La reconstruction : un travail collectif
Entre 2005 et 2011, le projet mobilise une multitude de bénévoles, charpentiers de marine et étudiants.
L'architecte naval Anton Laekens, en collaboration avec l'École Nationale Supérieure d'Architecture de Nantes, redresse les plans déformés du bateau. Finalement, c'est François Vivier qui finalise les dessins pour la reconstruction. Les charpentiers Boris Proutzakof et Laurent Ménard prennent en charge la construction en utilisant des matériaux traditionnels tels que le chêne, le doussié et le pin d'Oregon. Près de 150 personnes s'investissent dans ce projet, soit environ 25 000 heures de travail, dont 8 000 heures de bénévolat.

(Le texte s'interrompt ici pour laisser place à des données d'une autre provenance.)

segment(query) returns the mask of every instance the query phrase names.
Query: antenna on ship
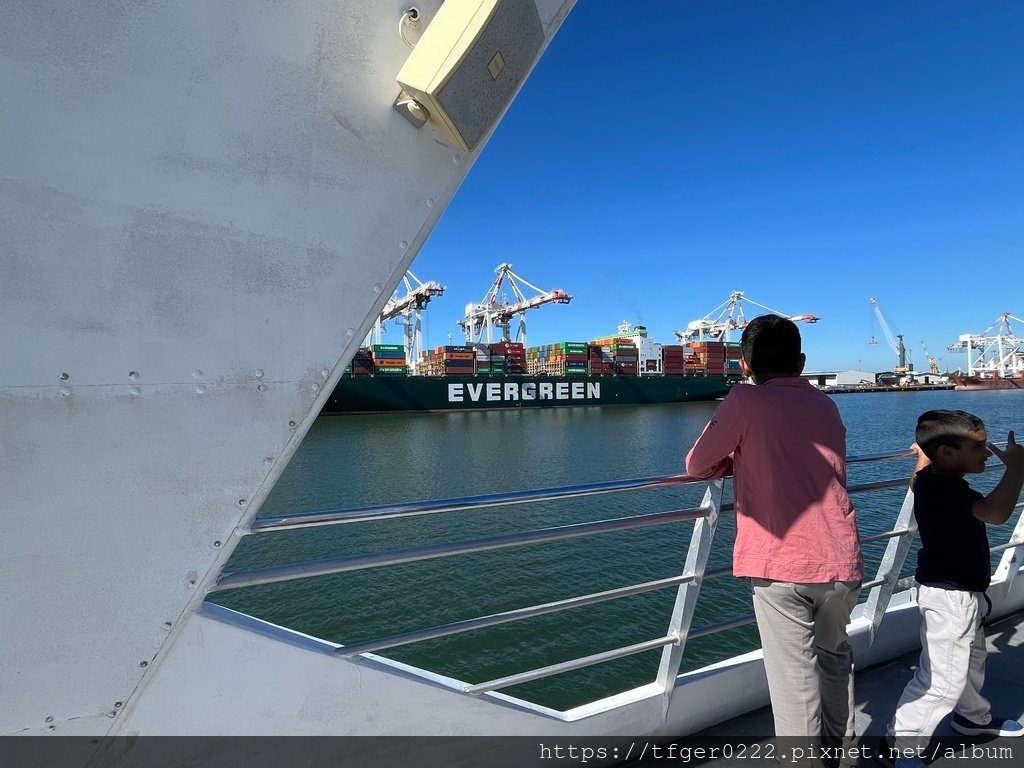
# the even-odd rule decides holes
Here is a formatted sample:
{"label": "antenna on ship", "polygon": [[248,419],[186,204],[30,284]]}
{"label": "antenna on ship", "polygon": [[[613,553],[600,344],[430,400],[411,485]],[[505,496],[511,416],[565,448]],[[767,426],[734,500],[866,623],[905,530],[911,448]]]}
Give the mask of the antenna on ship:
{"label": "antenna on ship", "polygon": [[729,294],[728,299],[704,317],[687,324],[685,331],[672,331],[672,333],[679,339],[680,344],[693,341],[731,341],[730,334],[733,330],[741,331],[747,327],[748,321],[743,312],[744,301],[766,310],[769,314],[792,320],[794,323],[816,323],[821,319],[817,315],[790,315],[786,312],[779,312],[777,309],[772,309],[745,296],[743,291],[733,291]]}
{"label": "antenna on ship", "polygon": [[[499,264],[494,271],[498,273],[498,276],[491,283],[483,301],[479,304],[467,304],[466,317],[464,320],[459,320],[459,327],[466,334],[466,341],[470,344],[474,342],[493,343],[495,340],[494,329],[499,328],[501,330],[500,341],[516,341],[526,346],[526,312],[528,310],[545,304],[568,304],[572,301],[572,296],[560,288],[545,291],[523,279],[512,271],[511,264]],[[515,296],[515,302],[512,304],[509,304],[500,294],[501,286],[506,282]],[[536,291],[537,294],[527,298],[519,283]],[[519,327],[513,339],[512,319],[516,315],[519,316]],[[484,338],[485,336],[486,338]]]}
{"label": "antenna on ship", "polygon": [[402,277],[401,285],[405,286],[405,294],[399,295],[398,290],[384,305],[380,317],[373,324],[370,337],[374,344],[381,343],[384,324],[392,318],[400,317],[405,344],[405,363],[413,373],[419,363],[423,351],[423,310],[431,299],[444,293],[445,287],[433,280],[424,283],[409,270]]}

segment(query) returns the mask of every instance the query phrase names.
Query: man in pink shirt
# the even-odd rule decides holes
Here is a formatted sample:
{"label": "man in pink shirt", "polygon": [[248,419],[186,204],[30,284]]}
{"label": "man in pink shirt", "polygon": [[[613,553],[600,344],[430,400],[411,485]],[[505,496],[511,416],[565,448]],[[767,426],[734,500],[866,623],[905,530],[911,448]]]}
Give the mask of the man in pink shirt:
{"label": "man in pink shirt", "polygon": [[733,574],[753,586],[776,735],[809,738],[841,755],[854,746],[846,626],[863,577],[846,493],[846,428],[832,399],[800,376],[805,357],[795,324],[757,317],[740,348],[741,370],[754,385],[732,388],[687,455],[686,471],[734,475]]}

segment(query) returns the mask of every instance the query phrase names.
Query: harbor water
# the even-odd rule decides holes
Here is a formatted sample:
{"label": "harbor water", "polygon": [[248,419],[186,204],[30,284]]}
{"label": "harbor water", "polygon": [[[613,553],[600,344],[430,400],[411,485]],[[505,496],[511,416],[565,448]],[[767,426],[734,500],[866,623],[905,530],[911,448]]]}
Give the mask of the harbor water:
{"label": "harbor water", "polygon": [[[1019,428],[1019,391],[908,392],[835,396],[851,455],[898,451],[931,408],[971,411],[989,438]],[[434,414],[324,417],[267,499],[261,516],[389,502],[451,498],[667,475],[717,403]],[[854,466],[850,482],[909,476],[912,462]],[[971,479],[991,488],[999,473]],[[492,507],[246,537],[226,571],[367,554],[527,529],[696,506],[703,486]],[[862,535],[891,529],[905,491],[854,498]],[[1014,518],[1015,520],[1015,518]],[[731,517],[723,518],[709,568],[731,561]],[[1012,526],[1013,520],[1007,524]],[[437,624],[678,575],[693,524],[482,552],[214,593],[216,602],[310,635],[349,644]],[[1006,533],[990,531],[1005,540]],[[865,547],[873,578],[884,542]],[[912,570],[913,555],[904,569]],[[665,634],[674,589],[536,617],[382,652],[470,683],[514,674]],[[693,627],[751,612],[747,583],[707,581]],[[757,647],[747,625],[688,642],[683,671]],[[505,689],[565,709],[654,679],[660,651]]]}

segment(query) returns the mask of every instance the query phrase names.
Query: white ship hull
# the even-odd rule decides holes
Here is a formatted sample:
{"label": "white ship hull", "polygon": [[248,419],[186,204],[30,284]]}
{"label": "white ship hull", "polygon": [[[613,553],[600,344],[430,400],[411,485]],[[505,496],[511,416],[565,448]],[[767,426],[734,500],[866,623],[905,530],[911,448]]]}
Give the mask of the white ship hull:
{"label": "white ship hull", "polygon": [[[537,0],[546,39],[571,6]],[[667,736],[767,701],[752,653],[555,712],[204,604],[480,151],[392,109],[402,10],[0,14],[0,734]],[[858,619],[860,663],[916,625]]]}

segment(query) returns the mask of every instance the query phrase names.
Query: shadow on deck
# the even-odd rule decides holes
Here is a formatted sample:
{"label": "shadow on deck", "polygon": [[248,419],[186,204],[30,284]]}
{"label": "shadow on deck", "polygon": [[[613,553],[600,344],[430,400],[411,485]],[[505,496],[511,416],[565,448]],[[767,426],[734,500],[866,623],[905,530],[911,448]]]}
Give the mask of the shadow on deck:
{"label": "shadow on deck", "polygon": [[[982,692],[992,702],[992,711],[997,715],[1019,719],[1024,715],[1024,613],[1017,613],[991,624],[987,628],[987,639],[989,656]],[[857,673],[854,696],[857,702],[857,735],[861,754],[858,761],[853,764],[865,768],[884,765],[875,758],[879,742],[893,716],[904,685],[917,669],[919,653],[920,651],[914,651]],[[769,740],[764,734],[770,734],[773,730],[771,709],[763,707],[695,734],[693,739],[707,744],[760,744],[767,748]],[[664,754],[666,753],[663,752]],[[950,727],[947,716],[940,723],[925,760],[931,761],[931,765],[936,768],[1024,767],[1024,738],[962,736]],[[787,763],[788,761],[779,761],[779,765]],[[678,765],[682,764],[682,761],[664,756],[660,760],[648,759],[634,763],[643,768],[669,764]],[[774,763],[764,759],[751,759],[748,752],[743,758],[734,755],[731,759],[691,759],[686,764],[713,768],[755,768],[759,764]]]}

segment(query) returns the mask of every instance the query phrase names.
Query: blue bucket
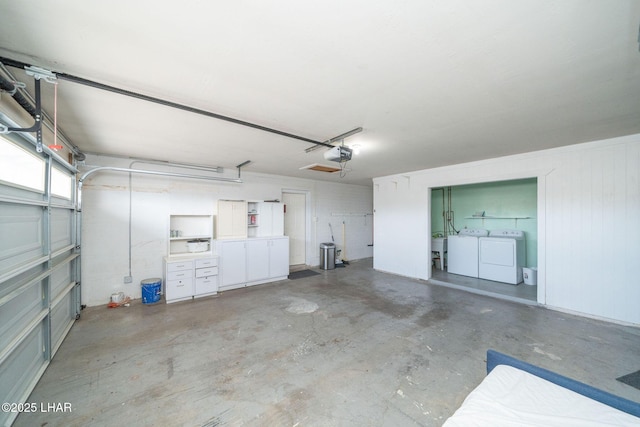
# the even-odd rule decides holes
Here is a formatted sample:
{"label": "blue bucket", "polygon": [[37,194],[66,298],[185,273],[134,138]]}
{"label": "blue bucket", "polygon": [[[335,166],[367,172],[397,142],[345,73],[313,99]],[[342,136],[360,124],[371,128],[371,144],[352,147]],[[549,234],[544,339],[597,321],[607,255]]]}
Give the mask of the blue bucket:
{"label": "blue bucket", "polygon": [[144,279],[142,285],[142,303],[155,304],[160,301],[162,294],[162,279]]}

Le retour d'un symbole nautique
La première mise à l'eau du Saint-Michel II a lieu en 2009, en présence de nombreuses personnalités dont Jean-Marc Ayrault, maire de Nantes. Après une semaine de tests sur la Loire, la réplique du cotre-pilote de 13,60 mètres retourne à son hangar pour peaufiner ses aménagements. Le baptême du bateau a lieu en 2011, scellant ainsi une aventure humaine collective, 100 ans après la destruction du modèle original ayant appartenu à Jules Verne.

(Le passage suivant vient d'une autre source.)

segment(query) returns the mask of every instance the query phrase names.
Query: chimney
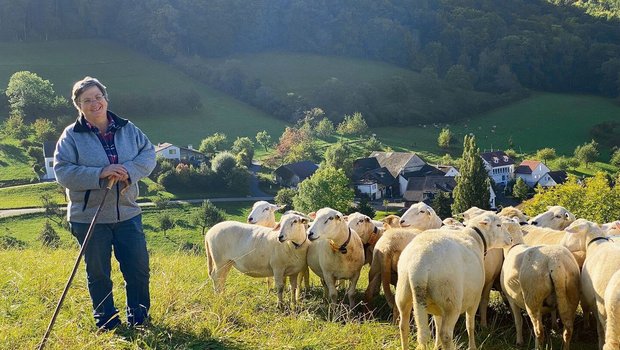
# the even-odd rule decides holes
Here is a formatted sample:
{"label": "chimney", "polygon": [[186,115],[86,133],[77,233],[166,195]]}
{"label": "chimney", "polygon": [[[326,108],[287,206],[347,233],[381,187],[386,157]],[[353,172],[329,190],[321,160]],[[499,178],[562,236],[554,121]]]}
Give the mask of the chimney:
{"label": "chimney", "polygon": [[188,149],[194,149],[194,146],[192,146],[192,145],[187,145],[187,148],[188,148]]}

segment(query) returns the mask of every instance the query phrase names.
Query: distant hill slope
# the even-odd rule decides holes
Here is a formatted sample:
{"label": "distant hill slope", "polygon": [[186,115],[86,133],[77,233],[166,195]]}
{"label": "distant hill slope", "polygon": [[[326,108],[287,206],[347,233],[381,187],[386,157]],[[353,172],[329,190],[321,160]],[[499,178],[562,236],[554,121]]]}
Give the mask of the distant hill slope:
{"label": "distant hill slope", "polygon": [[[214,132],[225,132],[230,140],[237,136],[252,137],[260,130],[267,130],[277,137],[284,126],[282,121],[209,88],[167,64],[114,42],[0,42],[0,52],[1,90],[6,88],[10,76],[21,70],[32,71],[50,80],[56,93],[66,97],[69,97],[76,80],[85,75],[97,77],[108,87],[110,109],[135,122],[154,143],[166,141],[198,147],[200,140]],[[125,113],[116,109],[114,104],[115,100],[125,96],[164,96],[179,91],[195,91],[202,109],[183,114],[145,114],[139,112],[139,106],[127,106],[138,112]],[[0,119],[4,117],[2,115]]]}

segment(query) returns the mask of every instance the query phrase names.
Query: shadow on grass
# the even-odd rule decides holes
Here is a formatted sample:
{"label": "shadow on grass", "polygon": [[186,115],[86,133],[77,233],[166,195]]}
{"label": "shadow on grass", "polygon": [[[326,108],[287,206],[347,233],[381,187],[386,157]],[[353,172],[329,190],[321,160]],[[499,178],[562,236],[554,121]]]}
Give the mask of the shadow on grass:
{"label": "shadow on grass", "polygon": [[140,344],[141,348],[146,346],[149,349],[245,350],[251,348],[238,341],[213,339],[208,330],[198,335],[157,323],[150,324],[144,329],[123,326],[116,330],[116,334],[133,344]]}
{"label": "shadow on grass", "polygon": [[6,158],[14,159],[19,163],[26,163],[29,160],[29,157],[17,146],[0,144],[0,152],[4,153]]}

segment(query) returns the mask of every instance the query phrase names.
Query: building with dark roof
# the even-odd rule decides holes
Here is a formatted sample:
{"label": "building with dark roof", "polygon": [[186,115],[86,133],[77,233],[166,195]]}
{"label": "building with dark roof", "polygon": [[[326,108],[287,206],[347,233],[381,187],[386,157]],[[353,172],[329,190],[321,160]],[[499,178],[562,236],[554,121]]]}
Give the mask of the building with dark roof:
{"label": "building with dark roof", "polygon": [[43,159],[45,162],[45,174],[41,175],[41,180],[55,180],[54,173],[54,151],[56,150],[56,141],[43,142]]}
{"label": "building with dark roof", "polygon": [[297,187],[300,182],[314,174],[318,165],[311,161],[301,161],[297,163],[284,164],[273,171],[275,181],[282,186]]}
{"label": "building with dark roof", "polygon": [[552,187],[565,183],[567,179],[568,173],[564,170],[550,171],[538,180],[537,185],[541,185],[542,187]]}
{"label": "building with dark roof", "polygon": [[405,206],[410,206],[417,202],[430,204],[438,192],[450,193],[450,196],[452,196],[454,187],[456,187],[456,181],[452,176],[411,177],[407,182],[407,189],[403,194],[403,200],[405,201]]}
{"label": "building with dark roof", "polygon": [[498,185],[505,186],[514,178],[515,162],[504,151],[480,153],[489,177]]}

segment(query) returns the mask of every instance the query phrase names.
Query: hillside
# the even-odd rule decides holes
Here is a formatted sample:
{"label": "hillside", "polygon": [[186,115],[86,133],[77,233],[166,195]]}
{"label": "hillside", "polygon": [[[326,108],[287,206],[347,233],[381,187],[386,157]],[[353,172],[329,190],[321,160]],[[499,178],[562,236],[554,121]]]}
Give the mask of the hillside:
{"label": "hillside", "polygon": [[[16,71],[29,70],[50,80],[56,93],[69,97],[73,82],[85,75],[100,78],[110,93],[110,109],[131,119],[154,143],[173,142],[198,146],[214,132],[225,132],[229,139],[254,136],[267,130],[279,135],[284,123],[222,94],[180,73],[167,64],[106,40],[61,40],[43,42],[0,42],[0,89],[5,89]],[[114,101],[138,101],[145,96],[196,92],[203,107],[198,111],[144,114],[124,113]],[[154,101],[156,102],[156,101]],[[139,106],[125,103],[127,108]],[[0,120],[5,115],[0,116]],[[243,125],[243,128],[239,126]]]}

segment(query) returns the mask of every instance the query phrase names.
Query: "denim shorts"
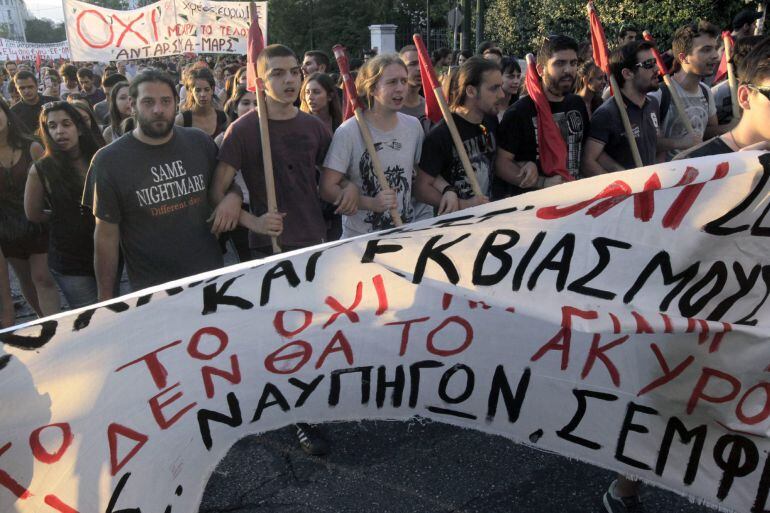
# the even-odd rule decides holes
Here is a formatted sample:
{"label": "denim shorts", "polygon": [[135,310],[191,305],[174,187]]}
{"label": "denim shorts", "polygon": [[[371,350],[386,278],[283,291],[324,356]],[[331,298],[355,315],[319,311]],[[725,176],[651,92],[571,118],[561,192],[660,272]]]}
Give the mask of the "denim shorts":
{"label": "denim shorts", "polygon": [[64,294],[70,309],[74,310],[96,303],[99,296],[95,277],[61,274],[53,269],[51,269],[51,275]]}

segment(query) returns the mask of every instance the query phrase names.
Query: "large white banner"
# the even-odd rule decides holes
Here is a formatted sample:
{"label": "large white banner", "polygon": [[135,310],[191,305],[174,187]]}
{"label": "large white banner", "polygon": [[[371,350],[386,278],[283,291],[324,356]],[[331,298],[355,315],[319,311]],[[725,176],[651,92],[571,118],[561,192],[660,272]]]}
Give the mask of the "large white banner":
{"label": "large white banner", "polygon": [[[257,2],[267,37],[267,2]],[[147,59],[181,53],[246,53],[249,2],[161,0],[116,11],[64,0],[67,40],[75,61]]]}
{"label": "large white banner", "polygon": [[38,54],[42,59],[69,59],[67,41],[60,43],[27,43],[0,37],[0,61],[34,61]]}
{"label": "large white banner", "polygon": [[768,178],[614,173],[0,333],[0,511],[192,512],[243,436],[420,415],[763,512]]}

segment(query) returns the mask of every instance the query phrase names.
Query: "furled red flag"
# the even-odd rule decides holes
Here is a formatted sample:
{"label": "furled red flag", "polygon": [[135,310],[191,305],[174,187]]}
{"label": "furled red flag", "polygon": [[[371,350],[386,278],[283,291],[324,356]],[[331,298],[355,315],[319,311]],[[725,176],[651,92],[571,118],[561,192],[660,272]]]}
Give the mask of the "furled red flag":
{"label": "furled red flag", "polygon": [[433,62],[428,55],[428,49],[422,41],[420,34],[415,34],[412,39],[417,47],[417,59],[420,61],[420,79],[422,81],[422,92],[425,95],[425,115],[433,123],[441,121],[441,108],[438,106],[436,98],[436,88],[439,87],[436,71],[433,69]]}
{"label": "furled red flag", "polygon": [[37,55],[35,56],[35,68],[37,69],[37,72],[40,73],[40,65],[42,64],[42,58],[40,57],[40,52],[37,52]]}
{"label": "furled red flag", "polygon": [[332,48],[334,52],[334,58],[337,60],[337,67],[340,69],[340,75],[342,76],[342,87],[345,91],[343,95],[343,115],[344,119],[351,118],[356,108],[360,107],[358,103],[358,91],[356,91],[356,84],[353,82],[353,77],[350,74],[350,63],[348,62],[348,53],[345,47],[342,45],[334,45]]}
{"label": "furled red flag", "polygon": [[257,4],[251,2],[251,25],[246,38],[246,89],[251,92],[257,90],[257,57],[265,47],[265,37],[259,26],[259,13]]}
{"label": "furled red flag", "polygon": [[561,175],[565,180],[573,180],[566,168],[567,143],[561,136],[561,130],[556,126],[551,114],[548,97],[543,92],[540,75],[535,69],[534,60],[527,59],[527,76],[525,79],[530,98],[537,109],[537,142],[540,153],[540,167],[548,176]]}
{"label": "furled red flag", "polygon": [[591,49],[594,53],[594,62],[609,76],[610,52],[607,49],[607,38],[593,2],[588,2],[588,21],[591,25]]}
{"label": "furled red flag", "polygon": [[[655,38],[646,30],[642,33],[642,37],[644,37],[644,40],[648,43],[655,44]],[[660,56],[657,46],[652,47],[652,55],[655,57],[655,62],[658,63],[658,71],[660,71],[661,76],[668,75],[668,68],[666,67],[666,63],[663,62],[663,57]]]}
{"label": "furled red flag", "polygon": [[[730,39],[730,47],[735,48],[735,40],[733,39],[733,36],[730,35],[729,30],[725,30],[722,32],[722,41],[724,41],[725,37]],[[721,82],[722,80],[727,78],[727,52],[722,52],[722,60],[719,61],[719,68],[717,69],[717,74],[714,76],[714,84],[717,82]]]}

Depuis sa reconstruction, le Saint-Michel II a parcouru de nombreux milles, retraçant les expéditions maritimes réalisées par Jules Verne sur les côtes européennes, de la Manche à la Mer du Nord. Il participe à de nombreux événements nautiques, des Fêtes de Brest aux Grandes Régates de Port Navalo, en passant par des manifestations solidaires.
Le Saint-Michel II, nommé d'après le fils unique de Jules Verne, demeure ainsi un symbole vivant du patrimoine nautique français et de l'esprit d'aventure qui a animé Jules Verne. Grâce à cette initiative, son héritage perdure et continue d'inspirer les générations en quête d'aventure et d'exploration des mers. En 2012, le bateau a été labellisé Bateau d'Intérêt Patrimonial.